Condannato a tre anni e due mesi, il torturatore e stupratore Pigozzi ha continuato indisturbato a fare il suo sporco lavoro all’interno della Questura di Genova, emblematico di una “giustizia” -se così si può chiamare- che va a senso unico. Ad essere condannato, anche lo Stato, obbligato a risarcire una delle donne stuprate (costituitasi parte civile nel procedimento) che ha fatto ricorso di fronte alla decisione dei giudici riguardo all’assenza di responsabilità civile del ministero dell’Interno per il comportamento del poliziotto. Ricorso accolto dalla Cassazione, davanti alla palese responsabilità che lo Stato ha avuto nel garantire a Pigozzi il regolare svolgimento di pubblico servizio nonostante si fosse già reso attore in prima persona delle torture a Bolzaneto.

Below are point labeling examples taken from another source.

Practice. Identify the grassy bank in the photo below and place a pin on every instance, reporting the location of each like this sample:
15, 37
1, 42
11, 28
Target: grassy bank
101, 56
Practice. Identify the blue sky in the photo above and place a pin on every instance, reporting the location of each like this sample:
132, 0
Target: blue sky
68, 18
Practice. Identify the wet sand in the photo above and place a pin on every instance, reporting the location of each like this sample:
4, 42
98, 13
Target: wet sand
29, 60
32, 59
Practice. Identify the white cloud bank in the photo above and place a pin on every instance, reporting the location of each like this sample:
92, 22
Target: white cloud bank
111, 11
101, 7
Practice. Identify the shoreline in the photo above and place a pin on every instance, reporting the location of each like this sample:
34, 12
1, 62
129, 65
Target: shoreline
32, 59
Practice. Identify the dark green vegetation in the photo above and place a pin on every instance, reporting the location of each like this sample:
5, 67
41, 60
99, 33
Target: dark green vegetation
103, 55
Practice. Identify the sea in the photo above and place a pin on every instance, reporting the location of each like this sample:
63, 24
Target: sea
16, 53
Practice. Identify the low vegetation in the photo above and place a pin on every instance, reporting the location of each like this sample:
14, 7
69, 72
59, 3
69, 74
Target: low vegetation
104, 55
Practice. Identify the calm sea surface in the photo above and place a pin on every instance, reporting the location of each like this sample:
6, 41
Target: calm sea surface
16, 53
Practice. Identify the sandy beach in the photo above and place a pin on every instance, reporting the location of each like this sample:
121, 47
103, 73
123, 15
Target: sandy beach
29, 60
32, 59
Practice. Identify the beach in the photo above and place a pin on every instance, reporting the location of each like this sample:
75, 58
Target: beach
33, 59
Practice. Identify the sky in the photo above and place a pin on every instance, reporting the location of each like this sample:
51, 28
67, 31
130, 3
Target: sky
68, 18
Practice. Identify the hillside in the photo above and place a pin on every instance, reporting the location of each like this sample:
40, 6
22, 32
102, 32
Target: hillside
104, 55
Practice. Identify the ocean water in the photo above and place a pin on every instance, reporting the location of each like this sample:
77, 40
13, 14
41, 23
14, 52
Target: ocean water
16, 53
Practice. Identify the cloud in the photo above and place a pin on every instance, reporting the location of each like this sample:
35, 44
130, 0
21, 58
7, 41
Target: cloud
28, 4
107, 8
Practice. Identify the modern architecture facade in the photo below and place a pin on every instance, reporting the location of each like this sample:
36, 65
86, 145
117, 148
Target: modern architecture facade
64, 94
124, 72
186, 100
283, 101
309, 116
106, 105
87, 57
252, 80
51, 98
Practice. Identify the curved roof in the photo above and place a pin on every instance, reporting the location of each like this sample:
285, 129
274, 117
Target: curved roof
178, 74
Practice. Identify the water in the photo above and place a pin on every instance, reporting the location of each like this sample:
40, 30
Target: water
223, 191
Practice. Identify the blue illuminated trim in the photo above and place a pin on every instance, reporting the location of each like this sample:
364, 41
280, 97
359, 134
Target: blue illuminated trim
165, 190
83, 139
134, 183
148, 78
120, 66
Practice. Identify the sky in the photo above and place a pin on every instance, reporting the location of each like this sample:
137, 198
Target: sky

Non è una condanna di reclusione a 12 anni e mezzo -con i molti modi che ci saranno per scontarla- a “ricompensare” il danno e il dolore subito dalle donne stuprate, né la condanna di Bolzaneto a ridare al manifestante il completo utilizzo della mano. Tanto meno possiamo ritenere il comportamento di Pigozzi un caso isolato, giacché la logica della “pecora nera” è lungi dal rispecchiare una realtà a volte sin troppo sommersa e che con perseverante impegno si vuole tenere nascosta, ma che di tanto in tanto, riaffiora tra le pagine dei quotidiani, rivelando la vera natura di un’istituzione marcia fino al midollo.